Die Rosentalstrecke dagegen war mit Kriegsende endgültig zur Lokalbahn degradiert. Lange Zeit verkehrten nur 3 Züge, erst 1958 stieg ihre Zahl wieder auf 4. 1951 verlor die Flügelbahn Weizelsdorf - Ferlach den Personenverkehr. Seit 1964 werden von den nunmehr 5 täglichen Personenzügen 4 als Triebwagen (Schienenbus Reihe 5081) geführt.
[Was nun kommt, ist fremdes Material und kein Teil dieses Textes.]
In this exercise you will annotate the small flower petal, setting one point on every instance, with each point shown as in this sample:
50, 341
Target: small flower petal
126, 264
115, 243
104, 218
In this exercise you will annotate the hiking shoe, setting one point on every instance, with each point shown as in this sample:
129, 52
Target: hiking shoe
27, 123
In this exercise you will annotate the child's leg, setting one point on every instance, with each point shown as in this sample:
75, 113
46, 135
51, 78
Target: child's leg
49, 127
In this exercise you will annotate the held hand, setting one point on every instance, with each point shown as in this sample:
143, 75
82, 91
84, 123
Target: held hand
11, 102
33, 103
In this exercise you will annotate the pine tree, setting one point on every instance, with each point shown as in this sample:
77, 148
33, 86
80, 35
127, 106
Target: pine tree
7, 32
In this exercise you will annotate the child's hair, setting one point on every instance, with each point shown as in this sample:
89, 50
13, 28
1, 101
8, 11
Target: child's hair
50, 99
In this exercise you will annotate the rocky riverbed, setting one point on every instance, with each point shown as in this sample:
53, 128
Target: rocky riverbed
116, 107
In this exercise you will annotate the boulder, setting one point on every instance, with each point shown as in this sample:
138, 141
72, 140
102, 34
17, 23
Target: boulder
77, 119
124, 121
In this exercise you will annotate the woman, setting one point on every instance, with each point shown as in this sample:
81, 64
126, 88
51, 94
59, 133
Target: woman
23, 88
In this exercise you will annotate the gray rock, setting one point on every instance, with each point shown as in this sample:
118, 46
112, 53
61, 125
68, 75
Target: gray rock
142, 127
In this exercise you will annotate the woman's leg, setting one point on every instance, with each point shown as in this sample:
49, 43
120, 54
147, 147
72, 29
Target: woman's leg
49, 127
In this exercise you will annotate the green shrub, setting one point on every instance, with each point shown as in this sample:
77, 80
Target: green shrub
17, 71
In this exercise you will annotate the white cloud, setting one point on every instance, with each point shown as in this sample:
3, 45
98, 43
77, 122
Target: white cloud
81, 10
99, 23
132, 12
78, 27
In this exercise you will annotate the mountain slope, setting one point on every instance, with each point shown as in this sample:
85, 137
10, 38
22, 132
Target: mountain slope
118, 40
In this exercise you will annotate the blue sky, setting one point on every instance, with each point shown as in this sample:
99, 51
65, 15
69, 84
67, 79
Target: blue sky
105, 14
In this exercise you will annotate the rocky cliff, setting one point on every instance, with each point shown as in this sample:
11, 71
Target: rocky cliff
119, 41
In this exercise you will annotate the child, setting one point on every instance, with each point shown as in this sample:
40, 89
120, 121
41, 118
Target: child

Im Winterfahrplan 1967/68 wurde die Strecke an Sonn- und Feiertagen gänzlich gesperrt und der Verkehr ersatzweise mit Autobussen abgewickelt, und nachdem im Sommer 1968 noch einmal die Züge täglich gefahren wurden, ist die Sonn- und Feiertagssperre zur Dauereinrichtung geworden. Damals endete auch der reguläre Dampfbetrieb. Letztmalig eingesetzt war die 52.2436 vor dem werktäglichen Sammelgüterzug am 28. September 1968. Wie bei der Beschreibung der Strecke ausgeführt, drohte 1974 im Zusammenhang mit dem Draukraftwerksbau die Einstellung der Strecke ,die glücklicherweise abgewehrt werden konnte, eine Entscheidung, die auch über die lokalen Interessen hinaus zu begrüßen ist; denn wenn auch derzeit nichts auf die Beendigung des Dornröschenschlafes der Rosentallinie hindeutet, so stellt sie doch auf Grund ihrer geographischen Lage ein jederzeit reaktivierbares Bindeglied internationaler Verkehrsbeziehungen dar.